Día 73. A pesar de los pesares (las broncas en las tribunas, las políticas de empresa, el fútbol que se salta todas las reglas, las estampas del espacio público abarrotado, las llamadas desesperadas de los sanitarios, el tráfico imposible, el eterno zig zag en la calle, el contubernio asiático y otros pequeños detalles) sigo siendo una romántica fantasiosa que cree en los peces de colores.

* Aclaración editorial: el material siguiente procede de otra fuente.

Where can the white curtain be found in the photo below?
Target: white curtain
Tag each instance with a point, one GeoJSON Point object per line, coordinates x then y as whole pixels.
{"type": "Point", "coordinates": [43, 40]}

Imaginaba, supongo que por ese punto ciego tan mío, que volver, después de tremendo palo, iba a significar una oportunidad para hacer las cosas mejor, para enmendarnos, para reciclarnos, para reinventarnos, para resetearnos, para mirarnos, los seres humanos, más allá del ego, del ombligo propio y de la ambición. Fantaseaba con esa posibilidad de cambio, de algo nuevo, aunque fuera solo en pequeñas parcelas de la vida.
Pero una cucharilla de plástico, de las que te dan con el café para llevar, semienterrada en la arena acabó esta mañana con cualquier resquicio de la esperanza que todavía me quedaba. Ya no se puede creer ni en los Reyes Magos, ni en el Ratoncito Pérez ni en los milagros, murmuraba para mí misma mientras la dejaba atrás, y con ella mis castillos en la aire. Un pequeño detalle, sí; la gota que colma el vaso.
Ya sé que esto es lo que hay, que no vivimos en los mundos de Yupi: volvieron -lo dice el periódico- los accidentes de tráfico, la polución, el ruido de las obras que me tiene loca, los concursos de la tele, las pateras, la sanidad privada y las listas de espera; las banderas, los insultos, todos los temas pendientes retornaron, algunos incluso con más fuerza.
Se acabaron las ballenas, los delfines y los peces de colores. Mamá, ¿puedo cerrar los ojos y soñar despierta? Un ratito más, porfa, que hoy hace frío allá afuera.
(Manolo Benítez propone: ¡a volar!).